Le type de transformation qu'elle conçoit sur des objets et des matériaux en les combinant et en les travaillant crée une atmosphère qui rappelle les pratiques religieuses ou spirituelles. De ses Living Sculptures (Sculptures vivantes) aux installations en fil de cuivre, Merz ne se contente pas d'explorer les formes et techniques traditionnelles de la sculpture : ses œuvres confèrent aux espaces qu'elle crée une dimension rituelle. Les œuvres sont alors à la fois une protection et une extension de son univers personnel. Les êtres que Merz fait apparaître dans ses dessins et ses peintures oscillent eux aussi entre l'humain et le non-humain, entre la présence et l'absence. Ils appartiennent aussi bien au monde visible qu'au monde spirituel.
Espaces sacrés
l’occhio guida la mano
(l’occhio è l’angelo ?)
l'œil guide la main
(l'œil est-il l'ange ?)
(Marisa Merz)
Les motifs, les couleurs et les compositions des œuvres de Marisa Merz font souvent écho à des œuvres d'art du passé : aux icônes byzantines, aux peintures religieuses de Fra Angelico et Antonello de Messine ou à la peinture flamande de la Première Renaissance. Outre les citations évidentes, on découvre chez Merz des références plus subtiles mais non moins importantes à des thèmes religieux et spirituels. Cela passe en partie par la représentation de symboles ou de récits religieux, mais surtout par la façon qu'a l'artiste d'aborder le corps, l'espace et la relation entre l'humain et le surhumain.

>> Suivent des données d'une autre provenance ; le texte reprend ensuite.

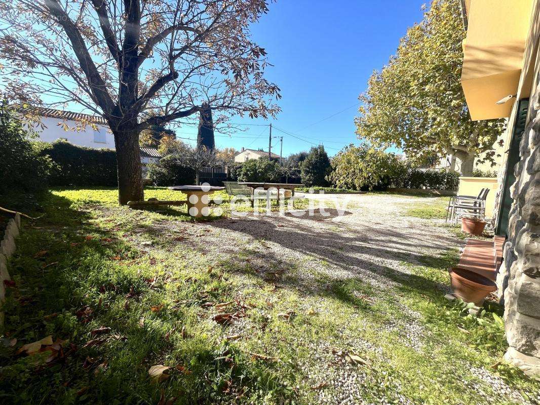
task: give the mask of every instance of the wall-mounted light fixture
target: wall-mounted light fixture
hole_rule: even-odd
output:
[[[505,103],[506,103],[509,100],[511,100],[511,99],[514,98],[515,97],[516,97],[517,96],[517,94],[510,94],[510,96],[507,96],[504,98],[501,98],[500,100],[499,100],[498,102],[497,102],[497,103],[496,103],[495,104],[504,104]]]

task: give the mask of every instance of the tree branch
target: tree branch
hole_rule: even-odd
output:
[[[71,43],[80,68],[84,72],[96,102],[104,112],[111,115],[114,103],[107,91],[107,87],[96,68],[80,32],[69,16],[60,6],[58,0],[45,0],[45,6],[51,15],[55,17]]]
[[[107,15],[107,8],[105,6],[105,0],[92,0],[96,12],[99,17],[99,26],[102,31],[103,31],[103,35],[105,37],[105,42],[109,50],[111,52],[111,55],[117,63],[120,64],[120,55],[118,51],[118,44],[116,42],[116,37],[114,33],[111,28],[111,22],[109,21],[109,17]]]
[[[154,46],[159,43],[161,41],[165,39],[165,38],[167,37],[167,35],[177,31],[185,31],[186,32],[194,32],[199,36],[200,36],[202,34],[201,31],[199,30],[183,24],[177,24],[176,25],[170,26],[168,28],[165,29],[161,32],[154,36],[152,38],[148,38],[148,40],[146,41],[146,45],[144,45],[144,48],[143,48],[142,50],[140,51],[140,53],[139,54],[139,60],[138,62],[139,65],[140,66],[141,64],[144,62],[145,59],[150,56],[150,53],[152,53],[152,50],[154,49]]]
[[[159,125],[165,124],[171,121],[173,121],[178,118],[183,118],[194,114],[197,111],[200,111],[200,107],[192,107],[183,111],[178,111],[172,114],[167,114],[163,116],[156,116],[151,117],[148,119],[143,121],[139,124],[138,129],[142,130],[146,129],[152,125]]]

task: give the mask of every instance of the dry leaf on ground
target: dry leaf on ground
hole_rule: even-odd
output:
[[[39,350],[42,345],[44,346],[52,345],[52,335],[49,335],[40,340],[37,340],[32,343],[24,345],[17,351],[17,354],[26,352],[26,354],[34,354]]]
[[[314,386],[312,386],[309,388],[311,388],[312,389],[313,389],[314,391],[316,391],[316,390],[318,390],[319,389],[322,389],[322,388],[324,388],[325,387],[327,387],[328,385],[328,383],[327,382],[321,382],[321,383],[319,383],[319,384],[315,384]]]
[[[170,368],[170,367],[158,364],[150,367],[148,370],[148,374],[150,374],[152,379],[158,382],[164,381],[169,377],[169,375],[167,372],[168,372]]]

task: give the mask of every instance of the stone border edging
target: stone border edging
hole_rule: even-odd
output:
[[[8,222],[4,239],[0,242],[0,303],[5,297],[5,284],[4,281],[11,280],[8,272],[8,259],[15,251],[15,238],[19,235],[21,230],[21,215],[15,214]],[[4,324],[4,313],[0,311],[0,325]]]

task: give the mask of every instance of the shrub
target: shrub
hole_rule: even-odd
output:
[[[332,170],[330,159],[322,145],[312,147],[300,165],[302,183],[308,187],[328,185],[327,176]]]
[[[161,158],[158,165],[148,165],[148,178],[154,186],[194,184],[195,170],[186,166],[174,154]]]
[[[475,169],[473,171],[473,177],[497,177],[497,171],[482,170]]]
[[[362,145],[346,146],[334,157],[328,179],[337,188],[385,190],[403,172],[403,165],[393,153]]]
[[[116,152],[110,149],[78,146],[64,140],[39,143],[40,154],[56,164],[51,176],[54,186],[116,186]]]
[[[25,131],[4,105],[0,105],[0,193],[9,190],[32,192],[45,188],[54,165],[39,155]]]
[[[402,175],[395,178],[394,187],[399,188],[456,190],[460,174],[444,169],[418,169],[406,166]]]
[[[228,167],[229,174],[227,178],[231,181],[238,181],[238,176],[240,175],[240,169],[242,168],[242,163],[233,163],[230,165]]]
[[[281,178],[279,164],[267,158],[249,159],[238,171],[239,181],[275,183]]]

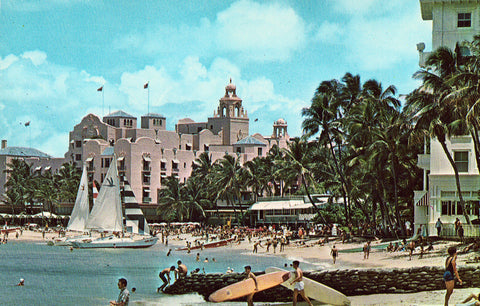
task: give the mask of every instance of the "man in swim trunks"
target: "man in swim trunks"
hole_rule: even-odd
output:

On dit de Merz qu'elle créait des expositions qui constituaient autant d’œuvres. Elle était capable de transcender le visible, de transformer des espaces physiques en espaces spirituels − des lieux de retraite, d'introspection et de rencontre avec soi-même ou avec l'invisible.

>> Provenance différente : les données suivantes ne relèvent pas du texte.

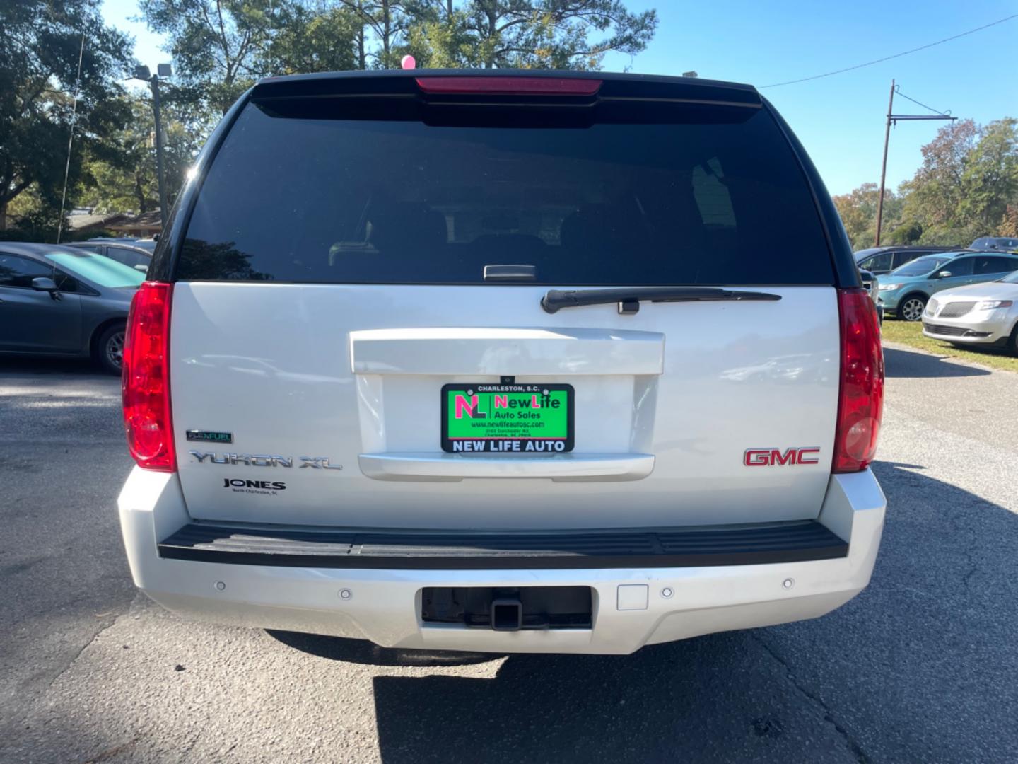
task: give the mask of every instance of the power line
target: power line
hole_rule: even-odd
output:
[[[901,92],[900,88],[895,88],[895,93],[904,98],[906,101],[911,101],[916,106],[921,106],[923,109],[927,109],[928,111],[934,112],[934,114],[940,114],[942,117],[947,117],[951,115],[950,109],[948,111],[937,111],[937,109],[935,109],[932,106],[926,106],[921,101],[916,101],[914,98],[909,98],[908,96],[906,96],[904,93]]]
[[[800,79],[789,79],[785,83],[774,83],[773,85],[761,85],[760,88],[780,88],[783,85],[795,85],[796,83],[808,83],[810,79],[822,79],[824,77],[834,76],[835,74],[843,74],[846,71],[853,71],[854,69],[861,69],[864,66],[872,66],[876,63],[882,63],[884,61],[890,61],[892,58],[901,58],[902,56],[907,56],[910,53],[916,53],[920,50],[925,50],[926,48],[932,48],[935,45],[942,45],[944,43],[950,43],[952,40],[957,40],[960,37],[965,37],[966,35],[974,35],[976,32],[982,32],[983,30],[988,30],[991,26],[996,26],[999,23],[1004,23],[1005,21],[1010,21],[1012,18],[1018,18],[1018,13],[1013,13],[1010,16],[1005,16],[1004,18],[998,18],[996,21],[983,24],[982,26],[976,26],[974,30],[969,30],[968,32],[962,32],[959,35],[953,35],[952,37],[946,37],[943,40],[938,40],[936,43],[929,43],[927,45],[920,45],[918,48],[912,48],[911,50],[903,51],[901,53],[895,53],[892,56],[885,56],[884,58],[878,58],[873,61],[866,61],[862,64],[856,64],[855,66],[847,66],[844,69],[836,69],[835,71],[829,71],[826,74],[814,74],[811,77],[801,77]],[[907,96],[906,96],[907,98]],[[911,99],[909,99],[911,101]],[[919,104],[920,106],[922,104]],[[928,107],[926,107],[928,108]]]
[[[67,203],[67,177],[70,175],[70,147],[74,143],[74,125],[77,123],[77,96],[81,91],[81,58],[84,56],[84,33],[81,33],[81,47],[77,52],[77,78],[74,80],[74,108],[70,113],[70,134],[67,137],[67,164],[64,167],[64,190],[60,197],[60,223],[57,225],[57,243],[63,234],[63,209]]]

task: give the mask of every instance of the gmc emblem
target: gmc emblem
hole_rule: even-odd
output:
[[[815,465],[819,448],[747,448],[742,457],[746,467],[784,467],[785,465]]]

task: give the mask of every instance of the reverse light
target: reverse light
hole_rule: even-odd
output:
[[[123,353],[127,448],[138,467],[175,472],[170,415],[170,303],[173,285],[143,283],[131,301]]]
[[[835,473],[865,470],[876,453],[884,413],[884,350],[876,308],[862,289],[839,289],[841,378]]]
[[[417,87],[436,95],[592,96],[601,79],[577,77],[416,77]]]

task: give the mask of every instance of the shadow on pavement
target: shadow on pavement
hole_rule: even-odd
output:
[[[629,656],[510,655],[494,678],[379,672],[382,759],[1016,760],[1018,524],[921,469],[874,466],[883,548],[840,610]],[[306,639],[284,641],[404,665]]]
[[[897,347],[884,348],[885,373],[889,377],[913,379],[928,377],[984,377],[991,374],[985,369],[950,363],[947,359],[947,356],[930,356],[925,352],[901,350]]]
[[[43,374],[92,374],[100,377],[104,374],[92,359],[60,358],[49,356],[20,356],[0,353],[0,373],[19,375]]]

Le ciel est un espace immense
Parlami di Antonello da Messina
Parlami di Gentile da Fabriano
Parlami dell’agnello mistico
Parlami che il cielo è grande spazio
Parle-moi d'Antonello de Messine,
Parle-moi de Gentile da Fabriano,
Parle-moi de l'Agneau mystique,
Dis-moi que le ciel est un espace immense
(Marisa Merz)
A partir des années 2000, Marisa Merz passe de plus en plus de temps dans son atelier et approfondi son dialogue avec les grands maîtres de la Renaissance. Elle crée davantage de dessins et de peintures de personnages dotés d'ailes qui rappellent les représentations de l'art sacré : madones, anges et autres figures célestes.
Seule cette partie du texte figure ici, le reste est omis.